The year 1970 was a memorable one. That's when Elvis Presley told a Las Vegas audience, "My mouth is so dry it feels like Bob Dylan spent the night in it."
At least that's what "The Elvis Atlas" (Henry Holt, $35) says, and I'm not inclined to argue with this fastidiously researched book by Michael Gray and Roger Osborne.In its 192 pages, "The Elvis Atlas" packs a concise history of American popular music and its roots - starting with the Indian nations' ancestors crossing the land bridge from Asia more than 30,000 years ago - a history of Presley's life and success, his decline and death and the multiple phenomena his death started.
By the way, Presley's life takes up quite a few more of the pages than the history of what went before.
Every bit of prose is accompanied by maps, maps, maps!
If you want to know the railroad routes that helped spread black work songs through the Appalachians, you'll find them here. There's a map of Memphis' Beale Street - the home of the blues - that shows what each address once housed and what's there today.

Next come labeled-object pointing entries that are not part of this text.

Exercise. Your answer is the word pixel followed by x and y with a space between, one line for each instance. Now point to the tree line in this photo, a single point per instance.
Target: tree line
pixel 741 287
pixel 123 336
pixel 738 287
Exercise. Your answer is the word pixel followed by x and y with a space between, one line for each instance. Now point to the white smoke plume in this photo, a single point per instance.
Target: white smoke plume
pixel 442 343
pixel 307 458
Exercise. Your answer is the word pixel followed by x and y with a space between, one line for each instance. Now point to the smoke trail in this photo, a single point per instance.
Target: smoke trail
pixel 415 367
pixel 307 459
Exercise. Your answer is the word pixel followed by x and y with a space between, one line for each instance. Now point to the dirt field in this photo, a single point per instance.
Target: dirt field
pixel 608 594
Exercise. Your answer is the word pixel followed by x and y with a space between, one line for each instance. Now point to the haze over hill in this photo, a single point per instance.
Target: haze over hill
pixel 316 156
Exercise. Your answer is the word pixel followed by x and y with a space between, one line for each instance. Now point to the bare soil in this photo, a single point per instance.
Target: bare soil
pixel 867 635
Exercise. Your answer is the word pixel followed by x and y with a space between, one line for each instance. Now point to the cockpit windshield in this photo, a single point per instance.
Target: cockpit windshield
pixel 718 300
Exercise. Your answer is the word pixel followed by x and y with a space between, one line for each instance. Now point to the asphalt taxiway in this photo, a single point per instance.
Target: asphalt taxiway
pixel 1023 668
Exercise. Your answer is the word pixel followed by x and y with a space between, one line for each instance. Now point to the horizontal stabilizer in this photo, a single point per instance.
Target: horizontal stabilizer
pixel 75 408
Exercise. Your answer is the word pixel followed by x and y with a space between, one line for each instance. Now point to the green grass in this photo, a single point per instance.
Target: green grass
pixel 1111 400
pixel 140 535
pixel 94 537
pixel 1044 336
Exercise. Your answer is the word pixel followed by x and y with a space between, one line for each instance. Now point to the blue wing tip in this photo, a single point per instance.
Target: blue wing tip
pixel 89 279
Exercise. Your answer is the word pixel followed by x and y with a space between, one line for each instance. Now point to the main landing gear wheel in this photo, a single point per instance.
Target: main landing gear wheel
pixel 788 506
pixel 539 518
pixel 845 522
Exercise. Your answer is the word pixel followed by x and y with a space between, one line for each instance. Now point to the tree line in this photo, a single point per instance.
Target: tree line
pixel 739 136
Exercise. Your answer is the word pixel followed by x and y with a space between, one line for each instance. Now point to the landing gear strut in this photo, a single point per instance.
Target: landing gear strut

Creative iconography lets you know what tours Presley took by highway, rail or air. Want to find Elvis' high school or neighborhood? Just look here.
The book is daffy, but maybe only a touch of daffiness could produce such a remarkable piece of scholarship. (And despite any reservations I may express, it's a fascinating, must-have reference-trivia book for any rock 'n' roll fan.)
Subtitled "A Journey Through Elvis Presley's America," "The Elvis Atlas" has no trace of irony about Presley's exalted place in the pop firmament. He was, after all, an entertainer, engaged in the business of helping people have a good time, and not some kind of revolutionary or saint.
In light of that, does Presley deserve such dead-serious prose as "the shy, polite, God-fearing boy from Tennessee became a symbol of sexual license and rebellion for most of the world's youth"? That'll suck the rebellion and sexual license right out of you.
The section titles have a weight like "Dragnet's" to them. The Last Journey. Where Did Things Go Wrong? Death of a Public Idol. The Legend Lives On.
By now, we all know the Elvis phenomenon is bigger than Presley, his estate, his movies or his records. Rock critic Greil Marcus, through his book "Dead Elvis," suggested that a new wrinkle has been added to the mythic fabric every day since Presley died in 1977.
In a song called "Weeping Statues," rocker Graham Parker equated Elvis sightings with "crying" icons as glimpses into a deeper reality that forever changes those who have the experience.
Those of us who have hard heads see something of the crackpot in those who have that kind of devotion to Presley. We assume that it's their devotion that prompts the sightings and not the sightings that prompt the devotion.
For these Presley fans, "The Elvis Atlas" will become a guidebook to shrines.
Already in Indianapolis, Elvis' True Blue Fan Club is trying to keep Market Square Arena, the last building Elvis left on a tour, from being torn down for another basketball arena. (In "The Elvis Atlas," you'd find out that Presley played there on June 26, 1977, before 18,000 people.)
One fan was quoted as saying she didn't understand why city fathers would think of tearing down that arena because fans from all over the world know it was the last place Elvis played.
To which the non-Presley fan would probably say, "So?"
(Of course, the non-Presley fan with vision might say, "Hmm! What a moneymaking proposition if marketed properly!")
Near the end of the book, the authors passionately declare "forget the impersonators, the jump suits, the final years of decline, the gift shops and the guided tours of Graceland." Yet, the serious tone of their book will appeal more to the faithful who love these things than to those who recognize the cultural shift Presley unwittingly personified.
"It is only with the growing interval of years since his death that we are beginning to see Elvis as a serious historical figure with as much influence on the cultural life of his country as any other person this century," they write.
Of course, I agree. But doesn't being so serious about it put us in danger of returning to the world Presley delivered us from?
The grander purpose of Elvis was to bring some fun into an increasingly mechanized and conformist postwar world. He and his rock 'n' rolling contemporaries were the perfect response to a future that seemed to end in a fallout shelter.